I am doing a mini-project to collect some data from a popular League of Legends website, www.op.gg. For example, if you go to this page, you will see that there are 10 games worth of data shown on the right. If you keep scrolling down, you will see "Show More" at the bottom which will show the next 20 results, and so on. When I inspect the "Show More" element using chrome tools, I see the following entry:
<a href="#" onclick="$.OP.GG.matches.list.loadMore($(this)); return false;" class="Button">Show More</a>
I am currently using Scrapy to grab several datapoints from pages like this, and I have been successful in grabbing the first 10 games that show up but need some help on how to keep grabbing more until a set time period (i.e. keep showing more results until the "data-datetime" element in each GameItemWrap class is 30 days ago from runtime.)
My code is below:
import scrapy
class PostsSpider(scrapy.Spider):
name = "posts"
start_urls = [
'https://na.op.gg/summoner/userName=C9+Zven',
'https://na.op.gg/summoner/userName=From+Iron'
]
def parse(self, response):
summoner_name = response.css('.SummonerLayout>.Header>.Profile>.Information>.Name::text').get()

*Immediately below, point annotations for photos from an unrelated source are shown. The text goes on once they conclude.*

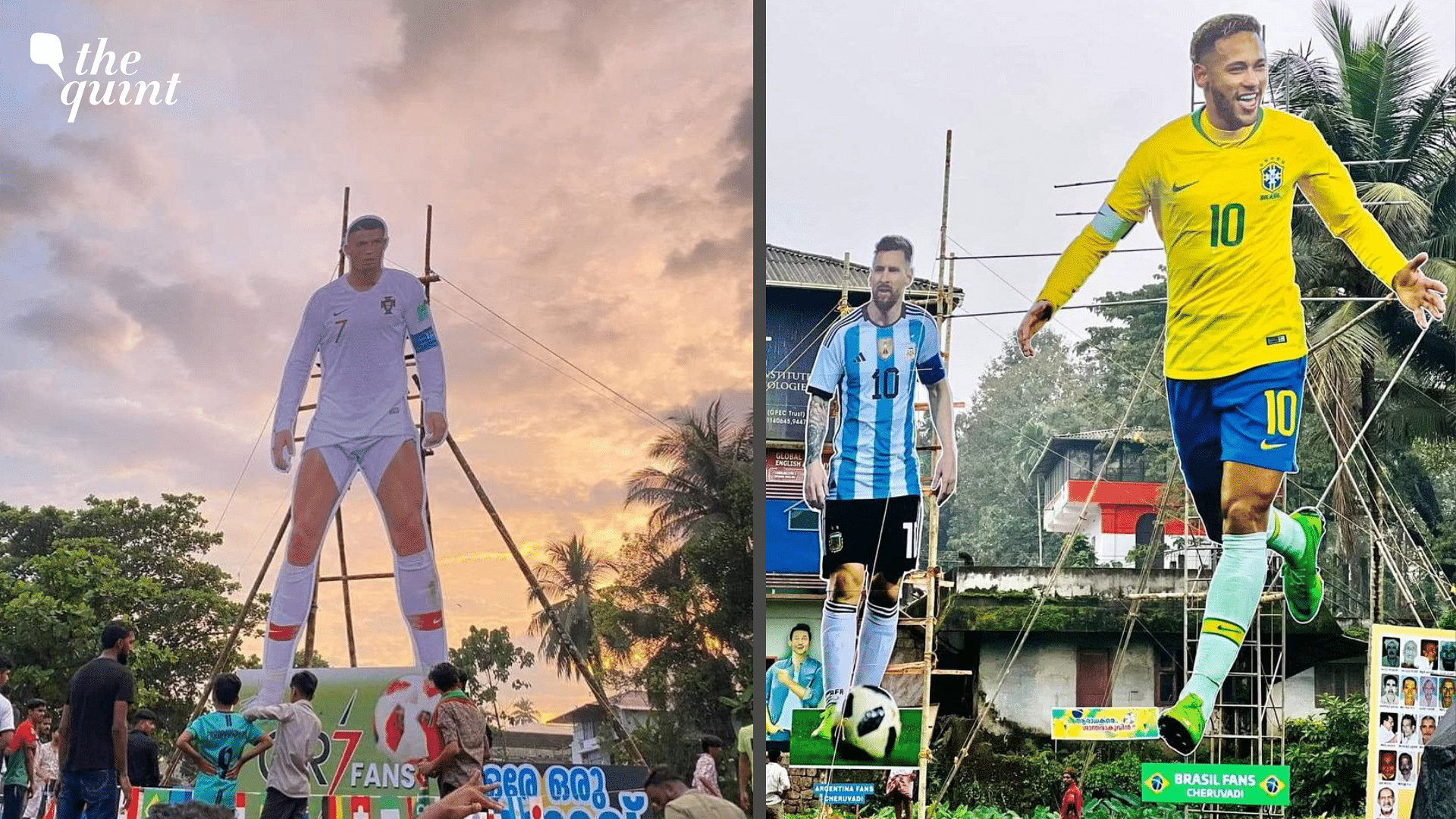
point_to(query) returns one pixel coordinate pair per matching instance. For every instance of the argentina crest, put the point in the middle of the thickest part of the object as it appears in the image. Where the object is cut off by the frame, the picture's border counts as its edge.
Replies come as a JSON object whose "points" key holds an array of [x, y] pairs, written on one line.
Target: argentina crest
{"points": [[1272, 177]]}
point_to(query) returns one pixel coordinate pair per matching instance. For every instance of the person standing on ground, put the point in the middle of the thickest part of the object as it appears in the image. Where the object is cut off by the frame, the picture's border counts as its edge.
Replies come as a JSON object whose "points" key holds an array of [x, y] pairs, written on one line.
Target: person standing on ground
{"points": [[1072, 798], [215, 742], [900, 789], [775, 784], [465, 745], [289, 767], [670, 798], [143, 764], [19, 774], [47, 768], [92, 738], [705, 774]]}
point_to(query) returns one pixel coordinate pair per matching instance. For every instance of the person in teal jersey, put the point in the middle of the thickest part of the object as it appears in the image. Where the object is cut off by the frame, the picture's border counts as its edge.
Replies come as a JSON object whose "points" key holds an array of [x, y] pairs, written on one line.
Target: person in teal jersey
{"points": [[216, 742]]}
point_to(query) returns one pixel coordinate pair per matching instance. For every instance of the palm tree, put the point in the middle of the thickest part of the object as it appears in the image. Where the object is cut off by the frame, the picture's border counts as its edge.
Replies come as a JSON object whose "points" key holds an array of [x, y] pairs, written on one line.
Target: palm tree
{"points": [[707, 455], [570, 577], [522, 713], [1379, 110]]}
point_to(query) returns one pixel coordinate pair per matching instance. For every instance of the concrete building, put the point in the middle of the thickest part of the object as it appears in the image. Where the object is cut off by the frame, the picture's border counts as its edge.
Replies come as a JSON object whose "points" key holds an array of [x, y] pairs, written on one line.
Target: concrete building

rank_type = response.css('.TierRankInfo .RankType::text').get()
tier_rank = response.css('.TierRankInfo .TierRank::text').get()
game_lists = []
dict_per_game = {}
for game in response.css('div.GameItemWrap'):
dict_per_game['summoner_id'] = game.css('.GameItem::attr(data-summoner-id)').get()
dict_per_game['data_game_time'] = game.css('.GameItem::attr(data-game-time)').get()
dict_per_game['game_type'] = str.strip(game.css('.Content .GameStats .GameType::text').get())
dict_per_game['date_time_epoch'] = game.css('.Content .GameStats .TimeStamp ._timeago::attr(data-datetime)').get()
dict_per_game['game_result'] = str.strip(game.css('.Content .GameStats .GameResult::text').get())
dict_per_game['champ_name'] = game.css('.Content .GameSettingInfo .ChampionName a::text').get()
dict_per_game['kill'] = game.css('.Content .KDA .KDA .Kill::text').get()
dict_per_game['death'] = game.css('.Content .KDA .KDA .Death::text').get()
dict_per_game['assist'] = game.css('.Content .KDA .KDA .Assist::text').get()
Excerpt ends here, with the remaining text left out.